Testcontainers を用いると Goのパッケージ構成は package by feature がマッチする?

Testcontainersを用いると、例えば bl01, bl02間で共通するDBテーブルが存在したとしても、利用するコンテナが別になるため、当たり前ですが、特段の工夫無しで並列にテストを動かせるようになります。モックの利用を無しにそれを簡単に行えるのは素敵だと感じます。

この恩恵を得やすくするためには、 package by feature、つまり機能ごとのパッケージで作っておくとよいでしょう。機能単位に並列でテストができ、機能単位ゆえそれなりにテスト実行時間がならされていると思うので、テスト実行時間の短縮が見込みやすいと考えられるためです。

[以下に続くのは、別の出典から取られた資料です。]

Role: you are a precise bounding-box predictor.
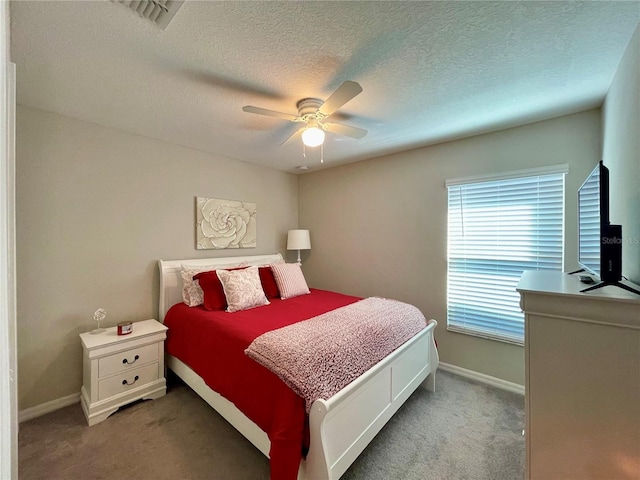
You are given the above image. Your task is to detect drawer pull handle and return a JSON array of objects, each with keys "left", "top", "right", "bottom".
[
  {"left": 122, "top": 375, "right": 140, "bottom": 385},
  {"left": 122, "top": 355, "right": 140, "bottom": 365}
]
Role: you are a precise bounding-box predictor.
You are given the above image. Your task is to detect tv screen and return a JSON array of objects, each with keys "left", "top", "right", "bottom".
[{"left": 578, "top": 161, "right": 609, "bottom": 276}]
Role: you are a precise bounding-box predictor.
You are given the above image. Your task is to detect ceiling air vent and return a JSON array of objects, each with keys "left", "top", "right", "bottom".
[{"left": 111, "top": 0, "right": 184, "bottom": 30}]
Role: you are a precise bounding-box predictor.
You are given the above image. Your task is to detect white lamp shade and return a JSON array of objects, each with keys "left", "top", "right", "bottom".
[
  {"left": 302, "top": 127, "right": 324, "bottom": 147},
  {"left": 287, "top": 230, "right": 311, "bottom": 250}
]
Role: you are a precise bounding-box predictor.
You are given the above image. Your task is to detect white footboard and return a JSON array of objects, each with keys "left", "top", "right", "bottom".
[{"left": 298, "top": 320, "right": 438, "bottom": 480}]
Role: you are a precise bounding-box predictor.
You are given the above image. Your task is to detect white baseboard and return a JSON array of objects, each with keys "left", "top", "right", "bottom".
[
  {"left": 438, "top": 362, "right": 524, "bottom": 395},
  {"left": 18, "top": 362, "right": 524, "bottom": 423},
  {"left": 18, "top": 393, "right": 80, "bottom": 423}
]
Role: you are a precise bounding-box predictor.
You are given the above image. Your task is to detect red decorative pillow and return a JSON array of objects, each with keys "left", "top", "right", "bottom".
[{"left": 258, "top": 266, "right": 280, "bottom": 298}]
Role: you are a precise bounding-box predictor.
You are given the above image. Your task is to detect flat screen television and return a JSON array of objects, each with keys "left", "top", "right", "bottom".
[
  {"left": 578, "top": 160, "right": 640, "bottom": 294},
  {"left": 578, "top": 161, "right": 609, "bottom": 276}
]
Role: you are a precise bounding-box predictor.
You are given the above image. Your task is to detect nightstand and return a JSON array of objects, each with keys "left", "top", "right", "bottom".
[{"left": 80, "top": 320, "right": 167, "bottom": 426}]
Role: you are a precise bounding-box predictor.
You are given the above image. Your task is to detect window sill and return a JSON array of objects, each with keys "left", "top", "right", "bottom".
[{"left": 447, "top": 327, "right": 524, "bottom": 347}]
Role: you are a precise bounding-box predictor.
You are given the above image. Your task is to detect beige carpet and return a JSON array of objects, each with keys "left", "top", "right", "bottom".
[{"left": 18, "top": 371, "right": 524, "bottom": 480}]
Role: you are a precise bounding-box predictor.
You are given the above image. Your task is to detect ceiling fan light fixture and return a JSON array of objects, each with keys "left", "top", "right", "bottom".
[{"left": 302, "top": 127, "right": 324, "bottom": 147}]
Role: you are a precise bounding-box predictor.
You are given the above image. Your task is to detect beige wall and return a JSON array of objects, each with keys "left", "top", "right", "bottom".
[
  {"left": 602, "top": 25, "right": 640, "bottom": 284},
  {"left": 299, "top": 109, "right": 601, "bottom": 384},
  {"left": 16, "top": 106, "right": 298, "bottom": 409}
]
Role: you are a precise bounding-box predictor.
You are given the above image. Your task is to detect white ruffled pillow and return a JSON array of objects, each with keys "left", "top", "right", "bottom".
[
  {"left": 180, "top": 262, "right": 247, "bottom": 307},
  {"left": 271, "top": 263, "right": 311, "bottom": 300},
  {"left": 216, "top": 267, "right": 271, "bottom": 312}
]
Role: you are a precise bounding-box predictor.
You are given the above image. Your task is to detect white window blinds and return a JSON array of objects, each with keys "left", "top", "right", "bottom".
[{"left": 447, "top": 166, "right": 566, "bottom": 343}]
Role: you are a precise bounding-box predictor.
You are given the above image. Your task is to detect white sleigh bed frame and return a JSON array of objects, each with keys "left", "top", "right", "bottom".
[{"left": 158, "top": 253, "right": 438, "bottom": 480}]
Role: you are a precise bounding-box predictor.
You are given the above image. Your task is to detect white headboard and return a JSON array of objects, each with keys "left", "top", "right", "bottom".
[{"left": 158, "top": 253, "right": 282, "bottom": 322}]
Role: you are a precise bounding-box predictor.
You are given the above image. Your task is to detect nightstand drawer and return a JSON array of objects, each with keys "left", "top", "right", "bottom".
[
  {"left": 98, "top": 343, "right": 158, "bottom": 378},
  {"left": 98, "top": 363, "right": 159, "bottom": 401}
]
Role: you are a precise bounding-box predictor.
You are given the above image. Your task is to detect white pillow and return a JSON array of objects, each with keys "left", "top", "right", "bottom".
[
  {"left": 180, "top": 265, "right": 216, "bottom": 307},
  {"left": 271, "top": 263, "right": 311, "bottom": 300},
  {"left": 216, "top": 266, "right": 270, "bottom": 312},
  {"left": 180, "top": 262, "right": 247, "bottom": 307}
]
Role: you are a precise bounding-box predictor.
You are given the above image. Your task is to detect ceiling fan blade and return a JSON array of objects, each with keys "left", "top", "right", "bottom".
[
  {"left": 323, "top": 123, "right": 367, "bottom": 138},
  {"left": 280, "top": 127, "right": 304, "bottom": 147},
  {"left": 242, "top": 105, "right": 300, "bottom": 122},
  {"left": 318, "top": 80, "right": 362, "bottom": 117}
]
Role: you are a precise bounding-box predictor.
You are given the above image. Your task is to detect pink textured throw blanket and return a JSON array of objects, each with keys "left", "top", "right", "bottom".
[{"left": 245, "top": 297, "right": 427, "bottom": 413}]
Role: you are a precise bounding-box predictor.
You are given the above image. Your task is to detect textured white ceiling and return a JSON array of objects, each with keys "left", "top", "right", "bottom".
[{"left": 11, "top": 0, "right": 640, "bottom": 172}]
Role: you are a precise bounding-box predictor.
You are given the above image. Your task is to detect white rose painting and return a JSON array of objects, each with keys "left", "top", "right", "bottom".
[{"left": 196, "top": 197, "right": 256, "bottom": 250}]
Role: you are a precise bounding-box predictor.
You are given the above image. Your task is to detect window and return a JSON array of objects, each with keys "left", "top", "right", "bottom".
[{"left": 446, "top": 165, "right": 567, "bottom": 344}]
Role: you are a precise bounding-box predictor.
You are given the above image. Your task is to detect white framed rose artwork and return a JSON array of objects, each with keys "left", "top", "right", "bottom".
[{"left": 196, "top": 197, "right": 256, "bottom": 250}]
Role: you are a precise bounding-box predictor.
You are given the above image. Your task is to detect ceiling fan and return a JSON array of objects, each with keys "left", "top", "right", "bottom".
[{"left": 242, "top": 80, "right": 367, "bottom": 147}]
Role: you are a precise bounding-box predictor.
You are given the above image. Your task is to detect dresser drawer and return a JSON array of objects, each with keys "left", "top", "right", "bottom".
[
  {"left": 98, "top": 363, "right": 159, "bottom": 401},
  {"left": 98, "top": 343, "right": 158, "bottom": 378}
]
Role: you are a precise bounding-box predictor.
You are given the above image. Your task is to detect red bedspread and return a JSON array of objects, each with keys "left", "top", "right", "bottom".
[{"left": 164, "top": 289, "right": 360, "bottom": 480}]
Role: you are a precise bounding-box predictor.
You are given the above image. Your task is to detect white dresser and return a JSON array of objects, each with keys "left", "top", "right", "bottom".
[
  {"left": 80, "top": 320, "right": 167, "bottom": 425},
  {"left": 517, "top": 271, "right": 640, "bottom": 480}
]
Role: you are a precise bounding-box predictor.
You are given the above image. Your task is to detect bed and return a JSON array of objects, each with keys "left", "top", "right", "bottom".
[{"left": 158, "top": 254, "right": 438, "bottom": 480}]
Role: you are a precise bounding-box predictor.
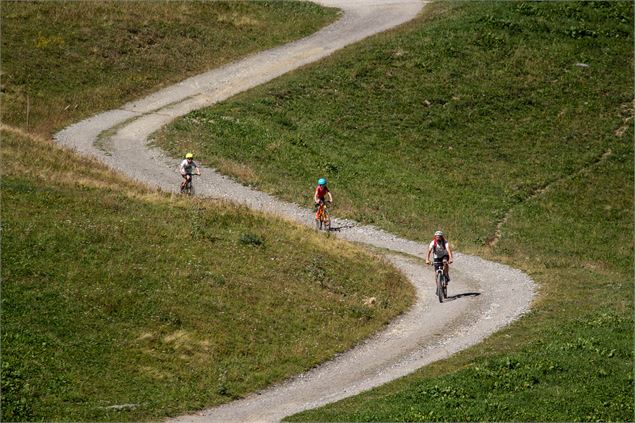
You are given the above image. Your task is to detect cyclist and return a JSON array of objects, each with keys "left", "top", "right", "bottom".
[
  {"left": 313, "top": 178, "right": 333, "bottom": 209},
  {"left": 426, "top": 231, "right": 453, "bottom": 282},
  {"left": 179, "top": 153, "right": 201, "bottom": 191}
]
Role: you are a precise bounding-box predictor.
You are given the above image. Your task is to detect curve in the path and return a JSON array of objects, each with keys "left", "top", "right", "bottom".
[{"left": 55, "top": 0, "right": 534, "bottom": 422}]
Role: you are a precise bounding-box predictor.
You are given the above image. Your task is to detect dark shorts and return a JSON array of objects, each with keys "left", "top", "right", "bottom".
[{"left": 432, "top": 255, "right": 450, "bottom": 271}]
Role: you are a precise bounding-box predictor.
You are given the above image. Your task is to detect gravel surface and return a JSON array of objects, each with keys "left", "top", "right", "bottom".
[{"left": 55, "top": 0, "right": 535, "bottom": 422}]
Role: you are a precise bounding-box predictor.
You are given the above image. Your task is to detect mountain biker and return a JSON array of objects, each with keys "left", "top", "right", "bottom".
[
  {"left": 313, "top": 178, "right": 333, "bottom": 209},
  {"left": 426, "top": 231, "right": 453, "bottom": 282},
  {"left": 179, "top": 153, "right": 201, "bottom": 191}
]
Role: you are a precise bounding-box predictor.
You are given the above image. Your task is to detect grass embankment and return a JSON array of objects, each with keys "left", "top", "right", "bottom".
[
  {"left": 1, "top": 127, "right": 412, "bottom": 421},
  {"left": 0, "top": 2, "right": 412, "bottom": 421},
  {"left": 157, "top": 2, "right": 633, "bottom": 421},
  {"left": 0, "top": 1, "right": 336, "bottom": 136}
]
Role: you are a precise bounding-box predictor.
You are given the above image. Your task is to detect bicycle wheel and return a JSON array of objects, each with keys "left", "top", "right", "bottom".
[{"left": 443, "top": 276, "right": 448, "bottom": 298}]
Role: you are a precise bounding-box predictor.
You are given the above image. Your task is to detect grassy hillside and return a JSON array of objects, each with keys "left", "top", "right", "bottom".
[
  {"left": 0, "top": 127, "right": 413, "bottom": 421},
  {"left": 0, "top": 2, "right": 413, "bottom": 421},
  {"left": 156, "top": 1, "right": 634, "bottom": 421},
  {"left": 0, "top": 0, "right": 336, "bottom": 135}
]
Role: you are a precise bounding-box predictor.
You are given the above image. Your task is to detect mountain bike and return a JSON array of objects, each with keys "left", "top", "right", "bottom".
[
  {"left": 315, "top": 201, "right": 331, "bottom": 232},
  {"left": 181, "top": 173, "right": 198, "bottom": 195},
  {"left": 434, "top": 261, "right": 448, "bottom": 303}
]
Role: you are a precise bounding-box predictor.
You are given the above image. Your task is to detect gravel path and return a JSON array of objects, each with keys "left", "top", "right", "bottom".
[{"left": 55, "top": 0, "right": 534, "bottom": 422}]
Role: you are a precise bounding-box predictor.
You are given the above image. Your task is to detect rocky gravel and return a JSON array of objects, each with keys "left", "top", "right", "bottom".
[{"left": 55, "top": 0, "right": 535, "bottom": 422}]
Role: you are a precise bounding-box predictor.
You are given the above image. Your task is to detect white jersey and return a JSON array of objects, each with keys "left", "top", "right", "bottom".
[
  {"left": 179, "top": 159, "right": 198, "bottom": 175},
  {"left": 429, "top": 240, "right": 450, "bottom": 259}
]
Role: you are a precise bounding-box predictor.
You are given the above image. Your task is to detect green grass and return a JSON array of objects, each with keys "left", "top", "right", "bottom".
[
  {"left": 0, "top": 1, "right": 413, "bottom": 421},
  {"left": 0, "top": 0, "right": 336, "bottom": 135},
  {"left": 155, "top": 2, "right": 634, "bottom": 421},
  {"left": 1, "top": 128, "right": 413, "bottom": 421}
]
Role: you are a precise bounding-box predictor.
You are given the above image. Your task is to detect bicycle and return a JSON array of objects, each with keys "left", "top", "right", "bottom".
[
  {"left": 434, "top": 260, "right": 448, "bottom": 303},
  {"left": 315, "top": 201, "right": 331, "bottom": 232},
  {"left": 180, "top": 173, "right": 198, "bottom": 195}
]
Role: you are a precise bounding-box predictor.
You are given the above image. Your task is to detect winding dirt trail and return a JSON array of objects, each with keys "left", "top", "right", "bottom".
[{"left": 55, "top": 0, "right": 534, "bottom": 422}]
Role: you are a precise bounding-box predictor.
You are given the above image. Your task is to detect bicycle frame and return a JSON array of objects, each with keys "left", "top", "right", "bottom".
[{"left": 315, "top": 202, "right": 331, "bottom": 231}]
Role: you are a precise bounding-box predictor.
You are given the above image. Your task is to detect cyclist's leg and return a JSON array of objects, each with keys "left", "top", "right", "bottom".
[{"left": 181, "top": 175, "right": 187, "bottom": 192}]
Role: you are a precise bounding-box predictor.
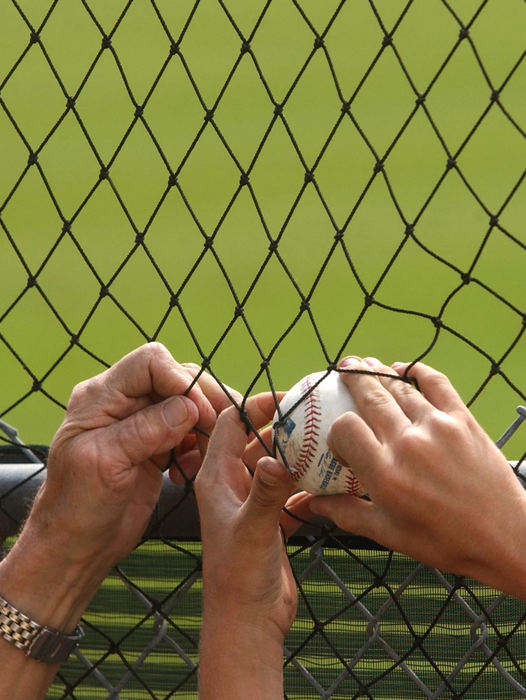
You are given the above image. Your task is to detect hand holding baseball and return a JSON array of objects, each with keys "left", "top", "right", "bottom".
[
  {"left": 195, "top": 394, "right": 312, "bottom": 700},
  {"left": 311, "top": 358, "right": 526, "bottom": 598}
]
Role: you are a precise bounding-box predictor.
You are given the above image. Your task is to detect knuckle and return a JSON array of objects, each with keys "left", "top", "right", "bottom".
[
  {"left": 362, "top": 385, "right": 391, "bottom": 410},
  {"left": 127, "top": 411, "right": 161, "bottom": 454}
]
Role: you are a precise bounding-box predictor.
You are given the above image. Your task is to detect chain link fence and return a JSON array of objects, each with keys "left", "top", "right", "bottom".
[{"left": 0, "top": 0, "right": 526, "bottom": 700}]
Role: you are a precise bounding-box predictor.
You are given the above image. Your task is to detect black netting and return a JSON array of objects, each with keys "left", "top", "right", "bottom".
[{"left": 0, "top": 0, "right": 526, "bottom": 699}]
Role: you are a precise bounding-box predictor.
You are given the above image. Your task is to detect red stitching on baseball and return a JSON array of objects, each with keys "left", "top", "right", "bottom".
[{"left": 294, "top": 377, "right": 321, "bottom": 481}]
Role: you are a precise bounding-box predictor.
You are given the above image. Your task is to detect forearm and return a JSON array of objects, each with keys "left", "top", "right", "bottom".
[
  {"left": 199, "top": 606, "right": 283, "bottom": 700},
  {"left": 0, "top": 520, "right": 110, "bottom": 700}
]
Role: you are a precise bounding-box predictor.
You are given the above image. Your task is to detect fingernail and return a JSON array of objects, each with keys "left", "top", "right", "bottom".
[
  {"left": 163, "top": 396, "right": 193, "bottom": 428},
  {"left": 257, "top": 457, "right": 278, "bottom": 486},
  {"left": 339, "top": 355, "right": 362, "bottom": 369}
]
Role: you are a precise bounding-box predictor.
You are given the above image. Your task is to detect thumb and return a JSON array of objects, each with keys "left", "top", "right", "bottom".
[
  {"left": 245, "top": 457, "right": 293, "bottom": 530},
  {"left": 104, "top": 396, "right": 199, "bottom": 464}
]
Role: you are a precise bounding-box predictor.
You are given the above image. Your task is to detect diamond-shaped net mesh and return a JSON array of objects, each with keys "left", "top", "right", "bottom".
[{"left": 0, "top": 0, "right": 526, "bottom": 699}]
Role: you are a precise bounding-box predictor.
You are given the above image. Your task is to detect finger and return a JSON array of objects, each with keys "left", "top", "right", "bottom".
[
  {"left": 309, "top": 495, "right": 385, "bottom": 541},
  {"left": 200, "top": 392, "right": 275, "bottom": 483},
  {"left": 279, "top": 491, "right": 314, "bottom": 538},
  {"left": 182, "top": 362, "right": 243, "bottom": 414},
  {"left": 393, "top": 362, "right": 466, "bottom": 412},
  {"left": 327, "top": 412, "right": 384, "bottom": 492},
  {"left": 103, "top": 343, "right": 216, "bottom": 431},
  {"left": 99, "top": 396, "right": 199, "bottom": 466},
  {"left": 339, "top": 357, "right": 410, "bottom": 439},
  {"left": 243, "top": 426, "right": 274, "bottom": 471},
  {"left": 364, "top": 357, "right": 431, "bottom": 423},
  {"left": 241, "top": 457, "right": 294, "bottom": 541}
]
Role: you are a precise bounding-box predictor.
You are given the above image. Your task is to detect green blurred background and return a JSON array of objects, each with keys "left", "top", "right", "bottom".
[{"left": 0, "top": 0, "right": 526, "bottom": 458}]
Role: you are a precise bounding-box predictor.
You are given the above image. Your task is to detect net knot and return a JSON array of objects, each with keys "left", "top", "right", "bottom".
[
  {"left": 490, "top": 90, "right": 500, "bottom": 102},
  {"left": 489, "top": 362, "right": 500, "bottom": 377}
]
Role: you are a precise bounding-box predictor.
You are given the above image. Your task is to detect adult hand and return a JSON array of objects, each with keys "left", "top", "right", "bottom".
[
  {"left": 169, "top": 362, "right": 243, "bottom": 484},
  {"left": 311, "top": 358, "right": 526, "bottom": 598},
  {"left": 35, "top": 343, "right": 219, "bottom": 564},
  {"left": 195, "top": 394, "right": 311, "bottom": 700},
  {"left": 0, "top": 343, "right": 222, "bottom": 700}
]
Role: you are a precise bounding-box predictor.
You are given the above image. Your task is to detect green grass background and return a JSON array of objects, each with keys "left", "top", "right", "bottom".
[
  {"left": 0, "top": 0, "right": 526, "bottom": 456},
  {"left": 0, "top": 0, "right": 526, "bottom": 698}
]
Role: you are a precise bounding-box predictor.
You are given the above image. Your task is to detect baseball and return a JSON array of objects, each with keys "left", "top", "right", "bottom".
[{"left": 272, "top": 372, "right": 365, "bottom": 496}]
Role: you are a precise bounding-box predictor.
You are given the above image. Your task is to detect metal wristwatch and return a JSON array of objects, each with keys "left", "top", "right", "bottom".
[{"left": 0, "top": 596, "right": 84, "bottom": 664}]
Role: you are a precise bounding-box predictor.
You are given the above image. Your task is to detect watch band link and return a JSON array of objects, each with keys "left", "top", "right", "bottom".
[{"left": 0, "top": 596, "right": 84, "bottom": 663}]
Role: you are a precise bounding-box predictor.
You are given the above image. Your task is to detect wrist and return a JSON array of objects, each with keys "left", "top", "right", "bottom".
[
  {"left": 0, "top": 517, "right": 108, "bottom": 633},
  {"left": 199, "top": 608, "right": 284, "bottom": 700}
]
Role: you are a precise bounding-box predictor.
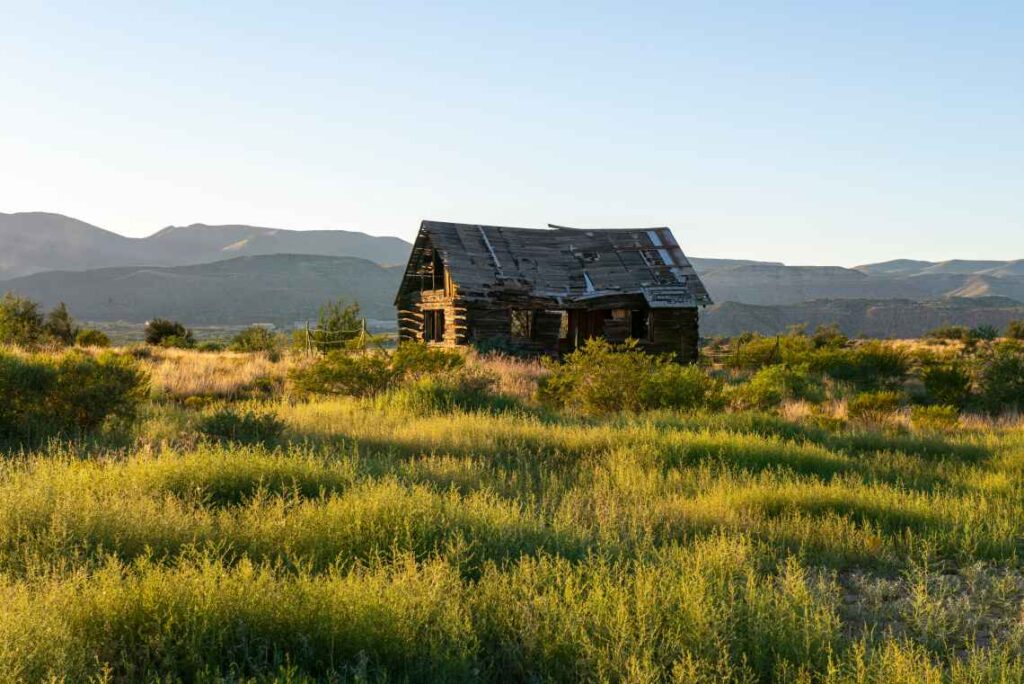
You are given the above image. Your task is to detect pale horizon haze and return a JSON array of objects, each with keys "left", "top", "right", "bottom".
[{"left": 0, "top": 0, "right": 1024, "bottom": 266}]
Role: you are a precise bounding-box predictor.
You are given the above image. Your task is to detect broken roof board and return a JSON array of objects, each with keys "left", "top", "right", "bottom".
[{"left": 391, "top": 221, "right": 711, "bottom": 307}]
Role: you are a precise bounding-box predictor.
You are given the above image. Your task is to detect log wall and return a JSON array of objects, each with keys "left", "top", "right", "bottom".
[{"left": 398, "top": 291, "right": 699, "bottom": 362}]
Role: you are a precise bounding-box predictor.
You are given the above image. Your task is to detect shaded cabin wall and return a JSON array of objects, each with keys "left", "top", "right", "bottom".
[
  {"left": 466, "top": 302, "right": 562, "bottom": 354},
  {"left": 398, "top": 290, "right": 699, "bottom": 362},
  {"left": 398, "top": 290, "right": 467, "bottom": 346},
  {"left": 644, "top": 307, "right": 700, "bottom": 364}
]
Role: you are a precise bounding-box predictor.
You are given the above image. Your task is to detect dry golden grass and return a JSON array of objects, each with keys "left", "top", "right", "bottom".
[
  {"left": 467, "top": 352, "right": 545, "bottom": 400},
  {"left": 142, "top": 348, "right": 291, "bottom": 399}
]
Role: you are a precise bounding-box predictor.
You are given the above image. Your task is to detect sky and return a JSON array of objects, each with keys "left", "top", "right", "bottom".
[{"left": 0, "top": 0, "right": 1024, "bottom": 265}]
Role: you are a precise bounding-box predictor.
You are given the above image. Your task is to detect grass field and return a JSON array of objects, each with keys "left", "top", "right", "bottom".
[{"left": 0, "top": 344, "right": 1024, "bottom": 682}]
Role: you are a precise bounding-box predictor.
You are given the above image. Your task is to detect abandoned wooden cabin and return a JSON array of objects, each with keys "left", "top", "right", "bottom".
[{"left": 395, "top": 221, "right": 711, "bottom": 361}]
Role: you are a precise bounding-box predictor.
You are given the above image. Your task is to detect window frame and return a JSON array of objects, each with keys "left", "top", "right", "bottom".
[{"left": 509, "top": 309, "right": 537, "bottom": 340}]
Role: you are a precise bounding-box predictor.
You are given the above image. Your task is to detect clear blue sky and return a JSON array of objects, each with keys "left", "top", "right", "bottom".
[{"left": 0, "top": 0, "right": 1024, "bottom": 265}]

逆に、package by layer、つまりDBアクセスするコントローラ層(controller, usecase, handlerなど)でパッケージを切って、その配下に xxx_handler.go, yyy_handler.go などをフラットに並べて配置をしない方が良いと思いました(handler パッケージの配下に、サブパッケージを作れば別ですが、それはしないとします)。この場合はRDBなどのリソースにアクセスするため、おそらく最も時間がかかるcontrollerのようなパッケージのテストを分割実行しにくいためです。これはテストポリシーとして、リポジトリのようなDB層単体のテストコードも書くといった、レイヤーごとにテストサイズMediumのテストを実行するケース(個人的に出会ったことがないですが、ライブラリなどはありえる?)には当てはまらないと思いますので、ここに書いていない前提が色々入った上での意見になっていると思います。

使ってみての所感

Testcontainers経由での起動ですが、DDLが20ファイルほどでだいたい3~5秒程度の起動時間がかかります。これをどう見るかですが、個人的には複数のパッケージを並列でテスト実行できるというメリットがあり、受け入れられると感じています。

DBのような外部プロセスのサービスを、全テストで共有していた場合は、同じテーブルを複数のテストで書き換え競合してテストが落ちることを回避するために、同時実行数を1に抑えるため、go test-p 1 オプションを加えていましたが、これを無くせるのは嬉しいです。

Testcontainersを利用する前は、ローカル実行用の、Dockerfile, compose.yaml とTestcontainersのコードとのダブルメンテが嫌だなと感じていましたが、上記の利便性が大きいのでいつの間にか素直に受け入れられています。TestcontainersにもDockerfileやcompose.yaml を利用するAPIがあるので、工夫すればダブルメンテ無しでメリットを享受することもできるかもしれませんが、私は未検証です。

また、テスト毎にコンテナを起動するメリットは、他のパッケージのテストが副作用を起こし、まれにテストが落ちるパターンのフレーキーテスト(Flaky Test:実行結果が不安定なテストのこと)を発生させにくくするメリットもあるかと思います。例えば、テスト実行前に、前提とするマスタデータが別のパッケージのテスト(特に自分以外の開発者の作業で行われた場合)で書き換えられていたりして、地味にハマるケースは回避できるでしょう。

さいごに

Testcontainersを用いてPostgreSQLにアクセスするGoのテストの書き方を紹介しました。

今回は割愛しましたが、私は docker compose up にて手動で起動済みの場合は、Testcontainers経由で起動せず、起動中のコンテナをそのままテストで利用するといった実装を入れています。そうすると、テスト実行後のDBの状態を見たいときと、単にテストを動かしたいだけのケースを棲み分けができ、開発時の切り分けがとても便利になりました。

上記のようなややトリッキーな制御も、Testcontainersだと比較的容易に実現でき、名前の通りテストコードとの統合性は高いと感じます。今後は他の案件にも横展開していこうと思います。オススメです。